The bill “would require any country that seeks to export shark, ray, and skate to the US to first demonstrate it has a system of science-based management to prevent overfishing and a prohibition on the practice of shark finning” and ensure other nations “must also receive certification from the National Oceanic and Atmospheric Administration that its fisheries management policies are on par with US practices” and  modifies the High Seas Driftnet Fishing Moratorium Protection Act.

“By holding imports to the same standards that domestic fisheries already meet, this bipartisan legislation levels the playing field for our fishermen and helps maintain vibrant and economically-viable fishing communities, both on U.S. shores and around the world,” Webster’s office insisted.

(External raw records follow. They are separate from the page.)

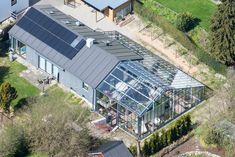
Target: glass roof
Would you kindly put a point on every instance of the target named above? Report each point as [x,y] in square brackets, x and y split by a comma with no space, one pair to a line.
[137,84]
[132,86]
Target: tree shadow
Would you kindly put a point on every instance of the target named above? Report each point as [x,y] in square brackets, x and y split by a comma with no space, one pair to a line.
[32,2]
[195,23]
[4,46]
[25,102]
[4,71]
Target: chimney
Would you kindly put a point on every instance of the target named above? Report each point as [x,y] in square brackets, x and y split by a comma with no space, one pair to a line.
[78,23]
[89,42]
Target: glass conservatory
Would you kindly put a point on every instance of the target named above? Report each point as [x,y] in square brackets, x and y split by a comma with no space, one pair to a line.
[143,95]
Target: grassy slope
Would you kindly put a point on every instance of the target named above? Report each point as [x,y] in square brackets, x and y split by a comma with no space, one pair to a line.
[202,9]
[10,72]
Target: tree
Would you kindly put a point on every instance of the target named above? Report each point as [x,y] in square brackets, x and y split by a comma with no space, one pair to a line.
[59,130]
[7,95]
[222,32]
[185,22]
[146,148]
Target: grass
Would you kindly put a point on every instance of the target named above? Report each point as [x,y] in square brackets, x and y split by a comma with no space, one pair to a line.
[37,155]
[201,9]
[10,72]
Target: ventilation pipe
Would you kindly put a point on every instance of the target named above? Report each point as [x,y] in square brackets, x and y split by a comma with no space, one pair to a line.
[89,42]
[78,23]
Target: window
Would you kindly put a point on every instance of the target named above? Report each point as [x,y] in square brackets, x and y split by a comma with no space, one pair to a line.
[85,86]
[13,2]
[42,63]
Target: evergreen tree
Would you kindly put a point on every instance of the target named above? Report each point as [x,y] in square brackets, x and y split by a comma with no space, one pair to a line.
[223,32]
[7,94]
[174,133]
[146,149]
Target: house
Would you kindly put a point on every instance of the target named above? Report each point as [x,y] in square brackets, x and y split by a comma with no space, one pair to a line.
[137,91]
[113,9]
[12,8]
[112,149]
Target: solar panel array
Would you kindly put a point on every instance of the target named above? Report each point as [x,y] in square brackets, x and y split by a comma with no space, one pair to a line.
[50,32]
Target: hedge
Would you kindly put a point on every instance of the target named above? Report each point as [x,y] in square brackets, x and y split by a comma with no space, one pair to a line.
[165,137]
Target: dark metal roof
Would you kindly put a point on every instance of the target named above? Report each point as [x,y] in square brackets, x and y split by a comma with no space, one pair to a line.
[101,4]
[114,149]
[91,65]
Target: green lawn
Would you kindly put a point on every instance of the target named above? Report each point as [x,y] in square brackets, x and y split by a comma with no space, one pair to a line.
[37,155]
[202,9]
[10,72]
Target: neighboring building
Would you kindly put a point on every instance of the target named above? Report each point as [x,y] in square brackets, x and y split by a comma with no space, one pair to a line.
[112,149]
[111,8]
[12,8]
[136,90]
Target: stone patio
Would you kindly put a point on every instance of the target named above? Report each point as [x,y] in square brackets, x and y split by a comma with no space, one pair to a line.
[34,75]
[103,132]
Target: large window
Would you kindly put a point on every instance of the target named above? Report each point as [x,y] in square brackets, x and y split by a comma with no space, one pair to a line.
[13,2]
[42,63]
[48,67]
[85,86]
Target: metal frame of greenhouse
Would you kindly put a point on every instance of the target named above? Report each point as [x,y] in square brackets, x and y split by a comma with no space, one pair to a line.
[143,95]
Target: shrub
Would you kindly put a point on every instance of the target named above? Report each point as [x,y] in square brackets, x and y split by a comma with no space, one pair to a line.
[7,95]
[185,22]
[13,141]
[133,150]
[166,137]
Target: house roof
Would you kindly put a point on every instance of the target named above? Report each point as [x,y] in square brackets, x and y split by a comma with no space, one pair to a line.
[62,39]
[113,149]
[102,4]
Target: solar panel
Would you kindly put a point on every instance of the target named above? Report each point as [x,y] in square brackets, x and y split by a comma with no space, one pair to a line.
[47,37]
[51,25]
[80,45]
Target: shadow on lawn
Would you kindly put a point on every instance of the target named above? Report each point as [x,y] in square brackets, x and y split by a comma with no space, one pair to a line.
[25,102]
[4,46]
[4,71]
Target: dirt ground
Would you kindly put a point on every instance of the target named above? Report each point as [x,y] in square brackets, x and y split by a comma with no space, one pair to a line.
[193,144]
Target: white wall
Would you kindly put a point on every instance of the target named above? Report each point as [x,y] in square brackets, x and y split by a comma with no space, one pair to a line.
[6,8]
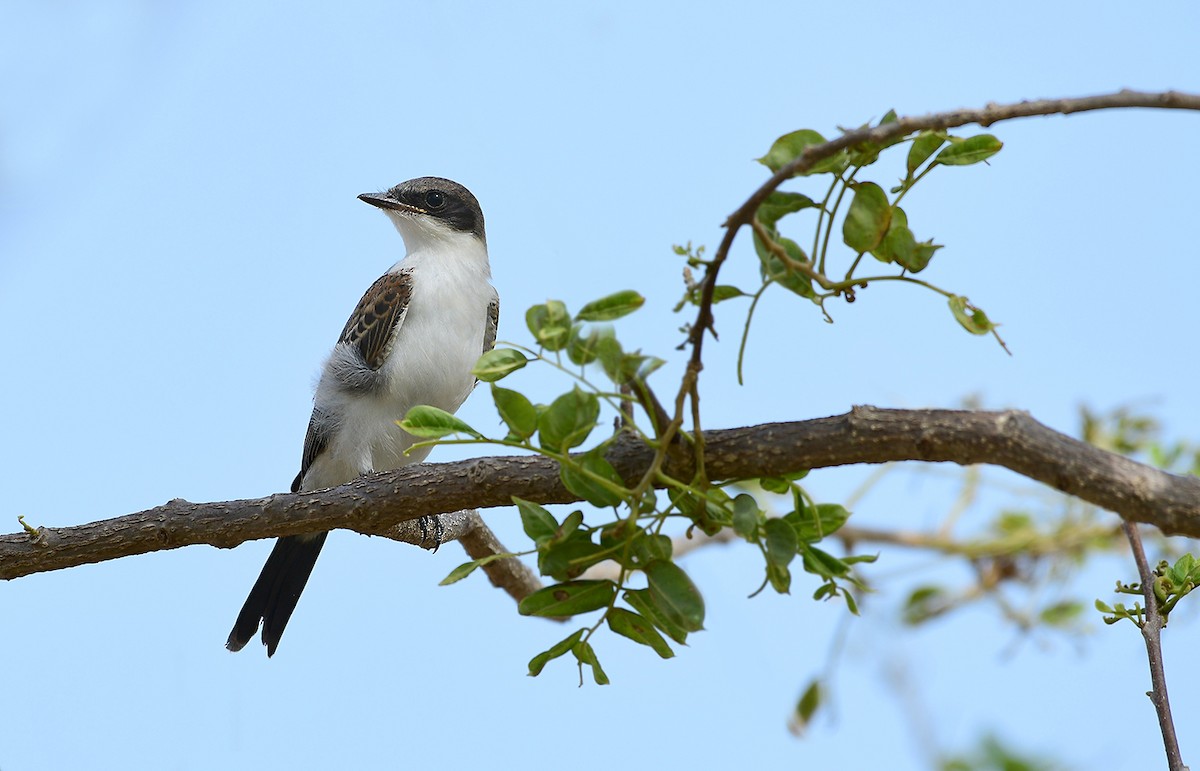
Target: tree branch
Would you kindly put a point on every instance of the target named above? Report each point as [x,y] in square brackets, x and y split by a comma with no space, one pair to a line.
[881,135]
[1152,633]
[376,503]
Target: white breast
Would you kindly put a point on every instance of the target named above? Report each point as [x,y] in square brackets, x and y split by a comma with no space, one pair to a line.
[430,363]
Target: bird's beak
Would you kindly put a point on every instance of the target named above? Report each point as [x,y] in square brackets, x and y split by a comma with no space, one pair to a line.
[384,202]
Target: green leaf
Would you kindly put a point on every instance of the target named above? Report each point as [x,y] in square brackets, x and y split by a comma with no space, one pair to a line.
[585,348]
[971,317]
[430,422]
[569,419]
[775,269]
[550,324]
[823,563]
[868,217]
[539,524]
[779,578]
[516,411]
[568,599]
[923,604]
[675,595]
[1061,614]
[497,363]
[586,655]
[587,488]
[460,572]
[900,245]
[569,557]
[970,150]
[779,204]
[633,626]
[539,662]
[817,521]
[775,484]
[649,547]
[612,306]
[641,601]
[808,705]
[924,145]
[789,148]
[745,517]
[780,539]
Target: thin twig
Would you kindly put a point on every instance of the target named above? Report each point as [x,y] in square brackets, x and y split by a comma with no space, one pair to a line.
[1151,631]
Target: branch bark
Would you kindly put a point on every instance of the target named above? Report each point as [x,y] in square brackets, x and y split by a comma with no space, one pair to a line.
[376,503]
[1152,634]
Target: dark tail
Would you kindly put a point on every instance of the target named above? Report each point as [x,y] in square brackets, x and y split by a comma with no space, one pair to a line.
[276,591]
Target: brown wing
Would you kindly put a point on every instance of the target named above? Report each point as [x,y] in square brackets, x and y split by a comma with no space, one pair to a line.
[377,315]
[493,322]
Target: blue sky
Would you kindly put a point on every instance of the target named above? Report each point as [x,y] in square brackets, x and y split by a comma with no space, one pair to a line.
[180,243]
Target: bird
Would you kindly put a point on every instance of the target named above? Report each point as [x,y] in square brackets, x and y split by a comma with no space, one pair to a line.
[413,339]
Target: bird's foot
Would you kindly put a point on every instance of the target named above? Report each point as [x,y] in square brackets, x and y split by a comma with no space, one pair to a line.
[432,530]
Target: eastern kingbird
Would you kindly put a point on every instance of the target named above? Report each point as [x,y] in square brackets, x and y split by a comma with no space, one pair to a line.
[413,339]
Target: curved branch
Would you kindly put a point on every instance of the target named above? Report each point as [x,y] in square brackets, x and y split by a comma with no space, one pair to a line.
[376,503]
[899,127]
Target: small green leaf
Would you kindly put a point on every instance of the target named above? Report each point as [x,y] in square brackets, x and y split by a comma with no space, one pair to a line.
[970,150]
[868,219]
[569,557]
[780,539]
[641,601]
[639,629]
[789,148]
[723,292]
[817,521]
[516,411]
[745,517]
[675,595]
[460,573]
[775,484]
[649,547]
[775,269]
[568,598]
[612,306]
[823,563]
[779,578]
[923,604]
[971,317]
[809,703]
[587,488]
[539,662]
[791,145]
[550,324]
[924,145]
[585,348]
[586,655]
[1061,614]
[569,419]
[539,524]
[497,363]
[779,204]
[430,422]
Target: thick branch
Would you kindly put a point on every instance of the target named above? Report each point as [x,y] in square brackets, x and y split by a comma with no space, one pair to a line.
[867,435]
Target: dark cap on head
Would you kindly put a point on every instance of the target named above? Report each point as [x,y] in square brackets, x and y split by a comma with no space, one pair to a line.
[443,199]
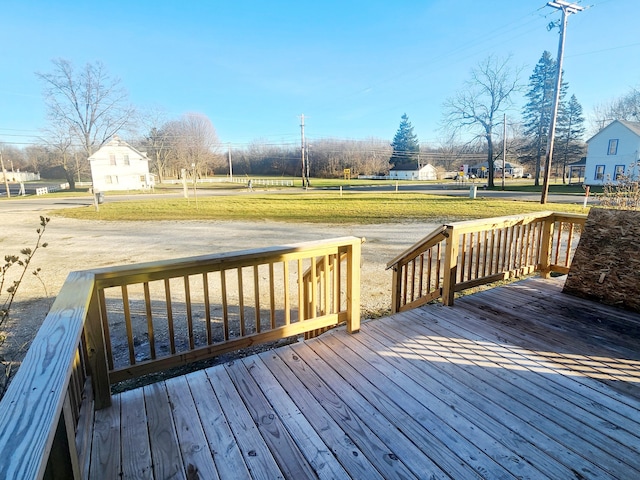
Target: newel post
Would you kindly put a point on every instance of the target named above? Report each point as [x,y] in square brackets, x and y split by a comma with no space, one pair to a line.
[396,287]
[97,353]
[546,246]
[450,266]
[353,286]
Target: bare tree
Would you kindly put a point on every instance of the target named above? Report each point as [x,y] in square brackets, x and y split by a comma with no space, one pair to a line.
[90,104]
[194,143]
[156,140]
[626,107]
[478,106]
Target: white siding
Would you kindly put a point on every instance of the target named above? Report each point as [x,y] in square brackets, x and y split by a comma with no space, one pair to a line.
[614,146]
[130,172]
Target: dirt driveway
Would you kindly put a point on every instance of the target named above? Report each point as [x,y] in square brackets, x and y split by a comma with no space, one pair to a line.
[79,245]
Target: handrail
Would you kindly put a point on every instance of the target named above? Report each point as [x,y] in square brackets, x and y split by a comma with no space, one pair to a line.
[467,254]
[43,415]
[34,404]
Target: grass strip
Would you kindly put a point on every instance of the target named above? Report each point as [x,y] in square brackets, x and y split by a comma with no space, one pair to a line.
[361,208]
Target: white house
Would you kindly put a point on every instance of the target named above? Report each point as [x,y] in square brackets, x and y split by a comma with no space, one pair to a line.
[119,166]
[612,152]
[412,171]
[513,169]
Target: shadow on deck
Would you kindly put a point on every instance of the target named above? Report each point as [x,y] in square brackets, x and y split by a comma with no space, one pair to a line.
[517,381]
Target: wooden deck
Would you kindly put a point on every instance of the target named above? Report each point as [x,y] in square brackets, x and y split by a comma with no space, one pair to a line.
[515,382]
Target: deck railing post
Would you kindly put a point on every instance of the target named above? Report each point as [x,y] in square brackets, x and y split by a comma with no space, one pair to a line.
[353,286]
[450,266]
[97,353]
[544,261]
[396,287]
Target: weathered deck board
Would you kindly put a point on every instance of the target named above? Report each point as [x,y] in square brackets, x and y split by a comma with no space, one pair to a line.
[515,382]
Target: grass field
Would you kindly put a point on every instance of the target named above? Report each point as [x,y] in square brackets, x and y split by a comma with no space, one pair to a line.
[361,208]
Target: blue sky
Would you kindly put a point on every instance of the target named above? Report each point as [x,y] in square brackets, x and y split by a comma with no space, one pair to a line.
[352,67]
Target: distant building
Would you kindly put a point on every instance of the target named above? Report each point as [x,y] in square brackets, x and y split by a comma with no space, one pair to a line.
[512,169]
[576,171]
[119,166]
[612,152]
[413,171]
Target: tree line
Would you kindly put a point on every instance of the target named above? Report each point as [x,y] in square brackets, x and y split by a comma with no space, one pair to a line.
[87,106]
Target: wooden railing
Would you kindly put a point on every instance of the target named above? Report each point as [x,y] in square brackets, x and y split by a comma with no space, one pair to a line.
[161,314]
[468,254]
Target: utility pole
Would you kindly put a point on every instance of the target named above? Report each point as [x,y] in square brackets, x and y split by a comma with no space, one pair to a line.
[567,9]
[305,182]
[4,174]
[504,147]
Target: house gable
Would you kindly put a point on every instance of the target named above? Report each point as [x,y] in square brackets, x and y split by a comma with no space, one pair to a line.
[119,166]
[613,151]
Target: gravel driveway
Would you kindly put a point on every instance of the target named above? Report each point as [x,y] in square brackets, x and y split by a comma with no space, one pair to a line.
[80,244]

Webster also reeled in the support of a number of different groups.

“I am grateful for the support of conservation and fishing organizations across the country including, Mote Marine Laboratory, Florida Fish and Wildlife Conservation Commission (FWC), Palm Beach Zoo, SeaWorld, Zoo Miami Foundation, Florida Aquarium, Southeastern Fisheries Association, Directed Sustainable Fisheries, and the Wildlife Conservation Society,” Webster said.

The issue is not a new one for Webster who brought out the proposal last March. Towards the end of April, two Senate Republicans–Marco Rubio of Florida and Lisa Murkowski of Alaska–introduced the bill in the upper chamber.

“Sharks play an important role in maintaining the health of the ocean ecosystems for which Florida is known for,” said Rubio when he brought out the Senate version. “Sharks are already sustainably and humanely harvested in federal waters per U.S. law, providing sustained economic benefits to coastal communities through fishing, trade, and tourism. This bill will help promote those same standards for sustainable and humane shark harvesting among our global trade partners as well. This bill protects international shark populations as well as the fishermen in Florida and throughout the U.S. who continue to fish by the rules.”

“While the practice of shark finning is already banned in U.S. waters, we do have a small population of fishermen who legally harvest whole sharks for their meat, oil, and other products,” said Murkowski. “This legislation sets a strong policy example for global nations that wish to prevent shark finning in their waters, while respecting the cultures of communities that rely on subsistence, protecting the rights of American fisherman that operate in the legal shark fisheries, and supporting the efforts of shark conservationists. Together, we can find solutions to protect our fisheries, our communities, and our marine ecosystems, worldwide.”

Webster’s bill has at least two committee stops at the U.S. House  Natural Resources and the Ways and Means Committees before it hits the House floor. So far, there is no version of the bill in the Senate yet.